Three Essential Steps To Ensure Your Future Leaders Deliver Innovation

1. Integrate training on innovation mindsets, processes and skillsets into your leadership development curriculum

Questions to consider:

  • Is innovation important to your company’s future success?
  • Has senior leadership established WHY innovation is important to the company’s future success?
  • Do you have general or high-potential (HiPo) leadership development programs in place in your company?
  • If so, do your leadership development programs include innovation as a part of the curriculum (process, mindset, skills, tools, etc.)?
  • If not, why not?

For most companies, the core elements of their leadership development programs have not changed for years, even decades. To some extent there is good reason for this: The core elements of developing “managers” into “leaders” have not changed, and programs that include assessments, introspection, values clarification, effective communication, conflict management, etc., really work. But the world around us is changing, and the leaders of tomorrow need a new set of skills. In addition to the above, future leaders need the ability to deal with VUCA (volatility, uncertainty, complexity, ambiguity); use the design thinking process to generate and test ideas; use creative problem-solving techniques to think laterally versus linearly; and create environments where collaboration, risk-taking and creativity are encouraged.

2. Enroll them in an innovation project to practice their training

Classroom and reading, training, workshops, “experiential learning courses” — all these are great tools to develop the skills and mindsets for the innovative leaders of tomorrow, but there is nothing like the “real thing.”

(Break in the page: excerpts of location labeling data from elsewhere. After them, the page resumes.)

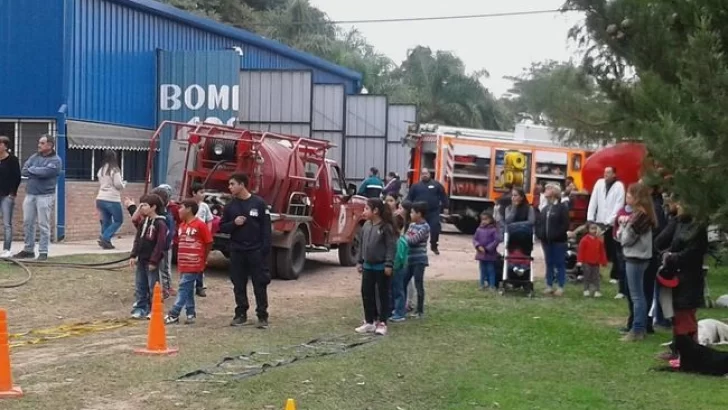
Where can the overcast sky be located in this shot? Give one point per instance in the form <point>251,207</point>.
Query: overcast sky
<point>502,45</point>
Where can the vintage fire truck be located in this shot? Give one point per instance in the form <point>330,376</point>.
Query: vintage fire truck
<point>475,166</point>
<point>312,208</point>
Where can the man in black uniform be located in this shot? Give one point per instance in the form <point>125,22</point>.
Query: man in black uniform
<point>247,219</point>
<point>433,194</point>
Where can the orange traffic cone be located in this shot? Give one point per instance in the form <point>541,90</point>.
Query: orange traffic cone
<point>7,390</point>
<point>157,336</point>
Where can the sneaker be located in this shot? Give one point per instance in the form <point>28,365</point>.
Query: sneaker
<point>633,337</point>
<point>171,320</point>
<point>24,255</point>
<point>366,328</point>
<point>105,244</point>
<point>666,356</point>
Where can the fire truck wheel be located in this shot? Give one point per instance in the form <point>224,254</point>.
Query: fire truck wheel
<point>467,225</point>
<point>290,261</point>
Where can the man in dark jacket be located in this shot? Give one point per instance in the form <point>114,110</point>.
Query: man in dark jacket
<point>688,244</point>
<point>551,228</point>
<point>433,194</point>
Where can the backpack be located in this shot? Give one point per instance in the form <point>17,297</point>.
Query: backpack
<point>400,258</point>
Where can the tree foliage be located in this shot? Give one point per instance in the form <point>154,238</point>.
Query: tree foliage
<point>664,68</point>
<point>436,81</point>
<point>562,96</point>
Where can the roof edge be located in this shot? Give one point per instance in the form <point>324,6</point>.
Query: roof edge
<point>212,26</point>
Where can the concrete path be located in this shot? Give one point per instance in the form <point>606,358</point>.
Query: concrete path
<point>81,247</point>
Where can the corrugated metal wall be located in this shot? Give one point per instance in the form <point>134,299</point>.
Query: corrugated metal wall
<point>328,117</point>
<point>398,118</point>
<point>198,84</point>
<point>366,135</point>
<point>114,53</point>
<point>31,40</point>
<point>278,101</point>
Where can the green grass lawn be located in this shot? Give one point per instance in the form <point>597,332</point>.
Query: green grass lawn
<point>474,350</point>
<point>478,352</point>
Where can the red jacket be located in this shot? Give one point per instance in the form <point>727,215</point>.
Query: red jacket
<point>592,251</point>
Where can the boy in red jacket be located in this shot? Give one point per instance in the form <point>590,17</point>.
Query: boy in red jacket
<point>591,255</point>
<point>195,243</point>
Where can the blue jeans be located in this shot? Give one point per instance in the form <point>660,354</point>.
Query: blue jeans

One of the best ways to develop the leaders of tomorrow is to create a program where a cohort of leaders is run through the design thinking innovation process in pursuit of a real business challenge: Discovery, Immersion, Insights, Ideation and Prototyping. A professional, quantitative, data-driven innovation project will take nearly a year to complete, and the learning for the group will expose them not just to the process and academic aspects, but the cultural and organizational challenges involved in bringing an idea to fruition. That said, it is important that the innovation process is: A) sponsored from the highest levels, and B) coordinated by true innovation professionals who can guide them and know how to frame the challenge, design the research and evaluate the results.

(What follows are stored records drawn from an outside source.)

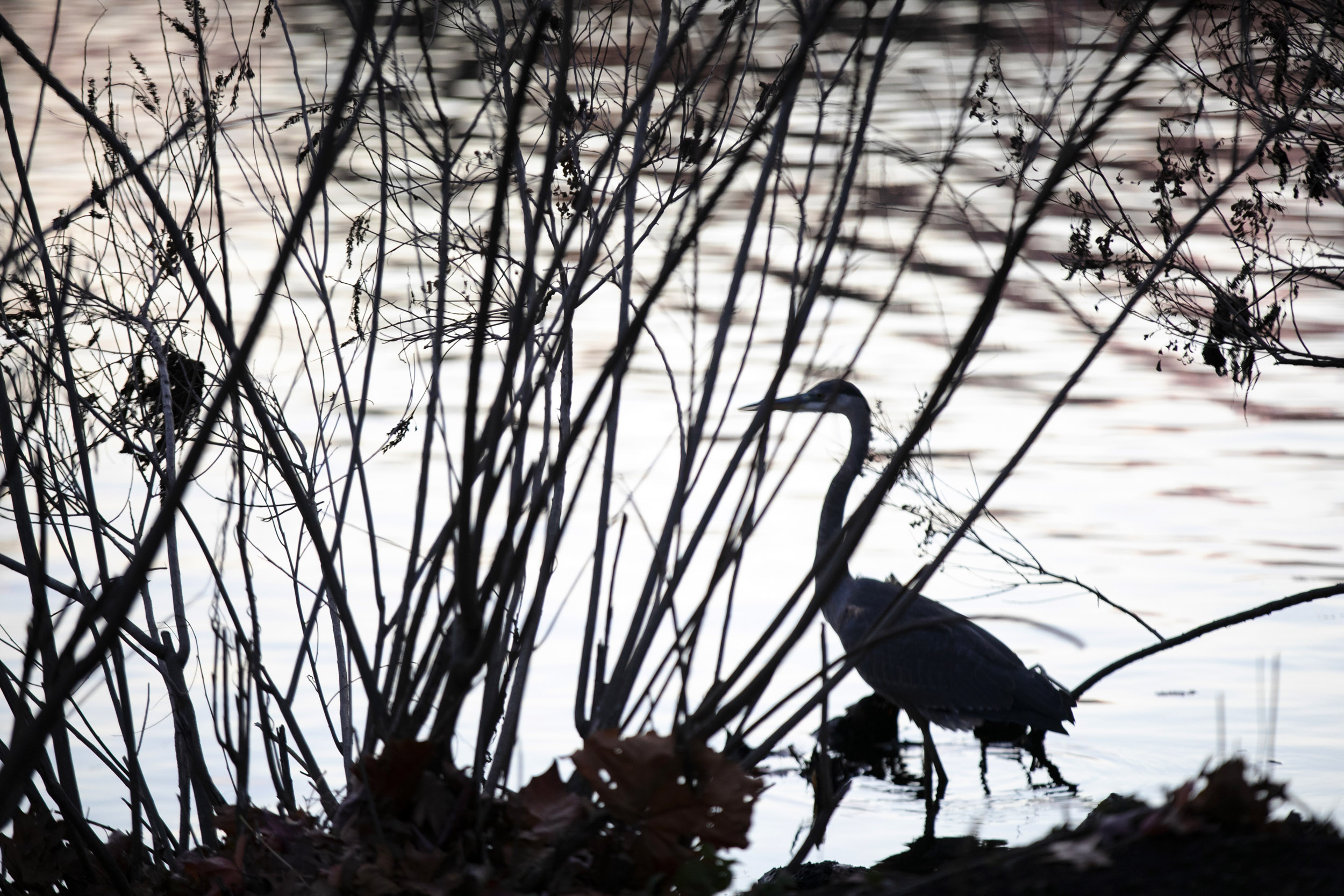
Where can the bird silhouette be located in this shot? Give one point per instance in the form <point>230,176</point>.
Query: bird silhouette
<point>936,665</point>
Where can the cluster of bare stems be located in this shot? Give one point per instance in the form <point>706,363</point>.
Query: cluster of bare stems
<point>143,441</point>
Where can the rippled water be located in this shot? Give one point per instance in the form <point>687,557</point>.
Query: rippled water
<point>1173,492</point>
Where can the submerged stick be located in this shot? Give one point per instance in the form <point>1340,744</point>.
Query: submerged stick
<point>1264,610</point>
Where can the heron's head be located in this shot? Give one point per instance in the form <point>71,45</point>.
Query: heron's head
<point>835,397</point>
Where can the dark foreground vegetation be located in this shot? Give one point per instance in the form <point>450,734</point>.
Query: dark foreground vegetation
<point>504,203</point>
<point>1214,835</point>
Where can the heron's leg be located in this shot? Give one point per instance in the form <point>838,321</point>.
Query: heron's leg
<point>931,755</point>
<point>1036,747</point>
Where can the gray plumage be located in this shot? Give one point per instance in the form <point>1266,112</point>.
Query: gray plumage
<point>952,673</point>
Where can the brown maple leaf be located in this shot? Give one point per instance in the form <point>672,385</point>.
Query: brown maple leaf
<point>671,797</point>
<point>549,806</point>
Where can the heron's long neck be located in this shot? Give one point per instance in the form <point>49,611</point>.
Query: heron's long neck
<point>832,510</point>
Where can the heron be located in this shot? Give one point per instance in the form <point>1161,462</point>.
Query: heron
<point>939,666</point>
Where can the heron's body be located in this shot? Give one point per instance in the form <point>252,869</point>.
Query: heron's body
<point>948,669</point>
<point>937,665</point>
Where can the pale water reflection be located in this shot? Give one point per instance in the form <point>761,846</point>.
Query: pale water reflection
<point>1170,491</point>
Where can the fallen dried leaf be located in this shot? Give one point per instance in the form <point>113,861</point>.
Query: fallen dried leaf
<point>549,806</point>
<point>643,781</point>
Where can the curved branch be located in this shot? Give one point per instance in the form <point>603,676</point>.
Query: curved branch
<point>1264,610</point>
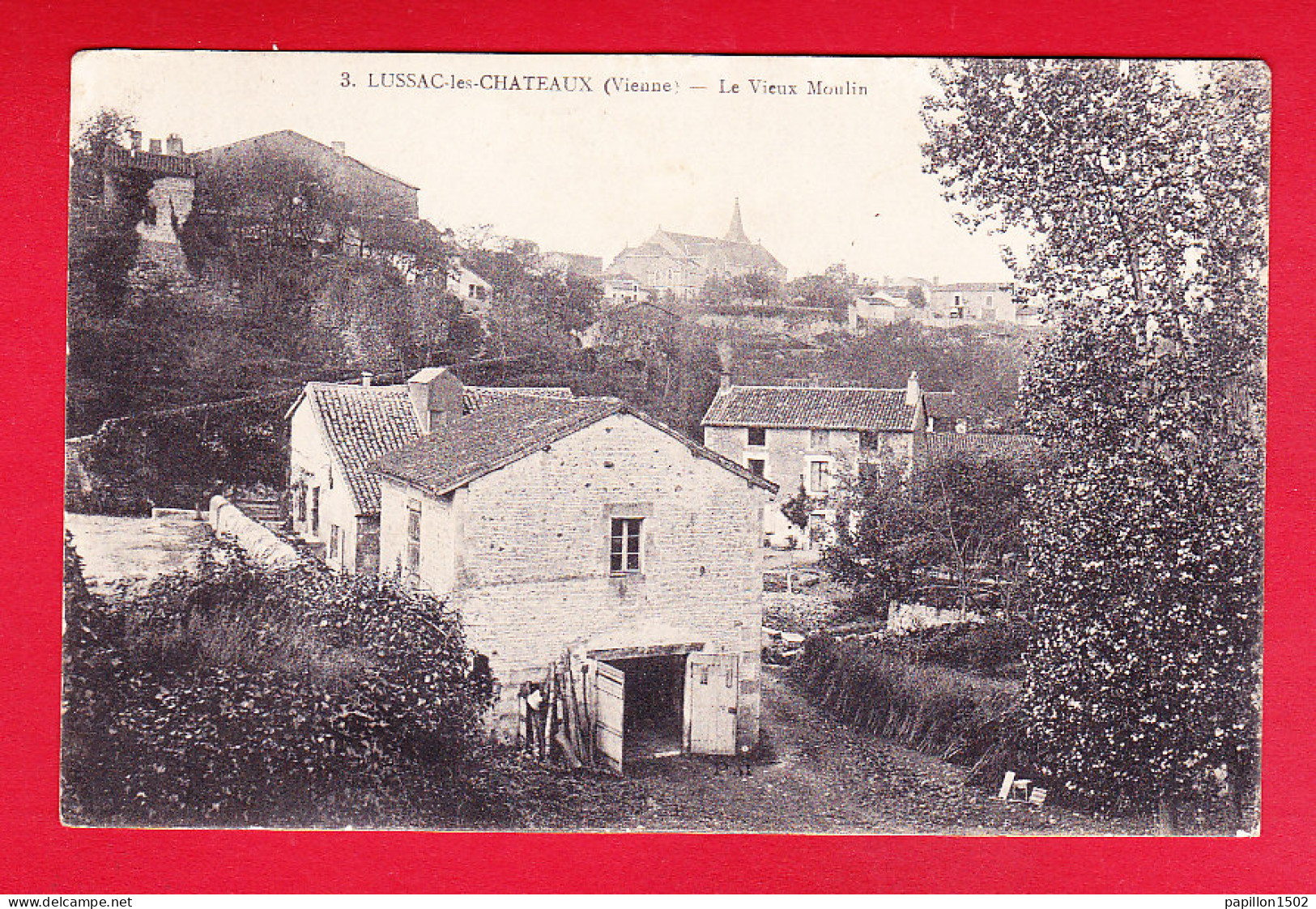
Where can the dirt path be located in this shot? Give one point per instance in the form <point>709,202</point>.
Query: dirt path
<point>823,778</point>
<point>126,554</point>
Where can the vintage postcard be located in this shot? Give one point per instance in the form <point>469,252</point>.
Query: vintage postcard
<point>726,444</point>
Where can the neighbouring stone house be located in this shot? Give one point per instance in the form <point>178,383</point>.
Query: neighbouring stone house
<point>878,308</point>
<point>474,291</point>
<point>978,301</point>
<point>682,263</point>
<point>806,437</point>
<point>585,526</point>
<point>336,431</point>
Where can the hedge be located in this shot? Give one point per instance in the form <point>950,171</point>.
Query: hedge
<point>242,696</point>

3. Set innovation goals as part of the performance management process

As the saying goes, “that which is measured, matters.” If innovation is essential to the future viability of an enterprise, then it is essential to integrate innovation goals into the performance management process. Some elements of these goals can be ubiquitous — like having customer focus or being cross-functionally collaborative. However, some of these goals should differ by area, and perhaps by individual, as well. A “(Ring)leader” persona in a highly process-focused area is unlikely to be generating revolutionary or breakthrough innovations but should absolutely be expected to find evolutionary process improvements to improve efficiency or lower costs. Conversely, a director in a strategy or innovation group with an visionary “Idea Monkey” persona is unlikely to bring a host of small cost-saving ideas to the company but can and should be tasked with finding strategic white space innovation opportunities that provide new revenue growth opportunities or differentiate the brand from the competition.

Want your future leaders to deliver innovation? It is simple: Train them, give them practice, and measure them.